Secondo quanto riferisce la storica Marina Rossi, «anche le città del litorale pullulano di renitenti alla leva e di transfughi di ogni tipo, più spesso sostenuti dal compiacente appoggio della popolazione. A Trieste i disertori si dirigono istintivamente nel borgo operaio di S. Giacomo e nella sottoproletaria Cittavecchia, i rioni cioè che, tramite la solidarietà di classe e la pratica dell’arrangiarsi, offrono maggiori possibilità di sopravvivenza».

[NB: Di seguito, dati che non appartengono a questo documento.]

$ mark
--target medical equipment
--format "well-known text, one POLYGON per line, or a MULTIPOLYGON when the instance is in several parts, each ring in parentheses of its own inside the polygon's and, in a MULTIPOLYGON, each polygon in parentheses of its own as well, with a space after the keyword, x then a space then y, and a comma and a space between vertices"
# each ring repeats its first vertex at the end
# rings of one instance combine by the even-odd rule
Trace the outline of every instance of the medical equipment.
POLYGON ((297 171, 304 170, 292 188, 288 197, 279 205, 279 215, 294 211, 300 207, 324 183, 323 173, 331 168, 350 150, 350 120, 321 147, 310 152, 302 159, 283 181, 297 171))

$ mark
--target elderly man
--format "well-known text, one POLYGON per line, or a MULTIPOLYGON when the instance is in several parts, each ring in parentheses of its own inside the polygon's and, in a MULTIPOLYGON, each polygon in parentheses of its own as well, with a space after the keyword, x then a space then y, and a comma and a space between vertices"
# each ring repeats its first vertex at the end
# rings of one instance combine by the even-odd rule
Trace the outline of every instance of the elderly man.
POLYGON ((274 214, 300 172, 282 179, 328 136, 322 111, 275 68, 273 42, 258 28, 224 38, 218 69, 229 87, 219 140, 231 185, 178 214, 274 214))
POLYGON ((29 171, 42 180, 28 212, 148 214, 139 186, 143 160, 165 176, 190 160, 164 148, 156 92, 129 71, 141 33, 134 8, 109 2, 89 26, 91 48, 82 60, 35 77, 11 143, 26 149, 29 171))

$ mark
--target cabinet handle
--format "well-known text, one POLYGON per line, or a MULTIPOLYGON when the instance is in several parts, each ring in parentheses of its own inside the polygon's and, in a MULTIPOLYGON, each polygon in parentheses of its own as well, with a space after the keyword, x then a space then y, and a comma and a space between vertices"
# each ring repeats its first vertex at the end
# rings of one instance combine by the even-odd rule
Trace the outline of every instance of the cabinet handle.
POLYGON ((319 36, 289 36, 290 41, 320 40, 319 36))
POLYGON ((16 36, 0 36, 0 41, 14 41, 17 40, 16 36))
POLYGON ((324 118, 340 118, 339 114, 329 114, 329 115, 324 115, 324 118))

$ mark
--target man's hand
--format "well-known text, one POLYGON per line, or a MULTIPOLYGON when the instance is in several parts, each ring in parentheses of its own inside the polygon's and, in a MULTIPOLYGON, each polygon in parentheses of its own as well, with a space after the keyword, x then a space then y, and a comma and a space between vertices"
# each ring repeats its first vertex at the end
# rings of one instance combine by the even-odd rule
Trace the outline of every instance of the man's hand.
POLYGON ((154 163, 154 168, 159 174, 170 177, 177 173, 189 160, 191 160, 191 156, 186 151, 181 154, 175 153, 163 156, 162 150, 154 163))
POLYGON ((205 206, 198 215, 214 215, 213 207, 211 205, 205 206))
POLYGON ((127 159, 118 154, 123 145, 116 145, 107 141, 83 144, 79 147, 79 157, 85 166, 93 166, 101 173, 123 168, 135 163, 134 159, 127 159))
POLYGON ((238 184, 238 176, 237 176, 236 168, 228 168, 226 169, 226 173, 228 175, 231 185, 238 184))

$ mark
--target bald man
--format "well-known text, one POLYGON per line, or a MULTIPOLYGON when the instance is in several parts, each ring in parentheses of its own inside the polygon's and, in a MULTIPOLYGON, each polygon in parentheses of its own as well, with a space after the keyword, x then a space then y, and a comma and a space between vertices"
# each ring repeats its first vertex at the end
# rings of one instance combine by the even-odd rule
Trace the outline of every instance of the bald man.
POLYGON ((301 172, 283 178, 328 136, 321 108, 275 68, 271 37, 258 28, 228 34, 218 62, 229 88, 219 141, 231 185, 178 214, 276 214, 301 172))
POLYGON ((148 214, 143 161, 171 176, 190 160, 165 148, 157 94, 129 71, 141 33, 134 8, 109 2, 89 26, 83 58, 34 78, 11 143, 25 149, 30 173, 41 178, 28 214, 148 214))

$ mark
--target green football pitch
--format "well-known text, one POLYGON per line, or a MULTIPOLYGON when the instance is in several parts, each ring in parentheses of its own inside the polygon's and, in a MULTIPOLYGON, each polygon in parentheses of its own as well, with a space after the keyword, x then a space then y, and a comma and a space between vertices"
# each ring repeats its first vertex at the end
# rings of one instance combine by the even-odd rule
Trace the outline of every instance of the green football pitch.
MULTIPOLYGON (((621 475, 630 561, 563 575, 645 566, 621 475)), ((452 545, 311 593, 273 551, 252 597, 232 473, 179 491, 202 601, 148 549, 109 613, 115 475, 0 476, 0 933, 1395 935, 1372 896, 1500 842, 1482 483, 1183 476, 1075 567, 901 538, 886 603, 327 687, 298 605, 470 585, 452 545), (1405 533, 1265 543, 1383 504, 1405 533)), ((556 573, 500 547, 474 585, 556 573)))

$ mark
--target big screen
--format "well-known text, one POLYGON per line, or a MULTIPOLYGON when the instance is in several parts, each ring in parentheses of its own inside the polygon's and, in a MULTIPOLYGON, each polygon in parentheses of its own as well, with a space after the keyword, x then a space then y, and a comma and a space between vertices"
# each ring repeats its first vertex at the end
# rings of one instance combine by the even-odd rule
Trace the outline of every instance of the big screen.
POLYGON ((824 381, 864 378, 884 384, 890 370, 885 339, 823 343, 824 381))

Di questa compiacenza ne è riprova pure un canto delle donne triestine con questi versi: Marciam, marciam / marciam, mi bate il cuor. / S’acende la fiama, / la fiama de l’amor / quando vedo un disertor / scampar ! / / Lontan, lontan / xe i nostri disertor / S’acende la fiama …
Tornando all’inizio, si può concludere accogliendo una suggestione, suggerita dallo storico Cesare De Simone. Dopo la tumulazione al Vittoriano del Milite Ignoto venne deciso che la sua tomba sarebbe stata per sempre onorata da un picchetto armato e che per i primi dieci anni tale incarico sarebbe stato affidato ai Carabinieri, forse nel non del tutto fugato dubbio che poteva essere un decimato ignoto.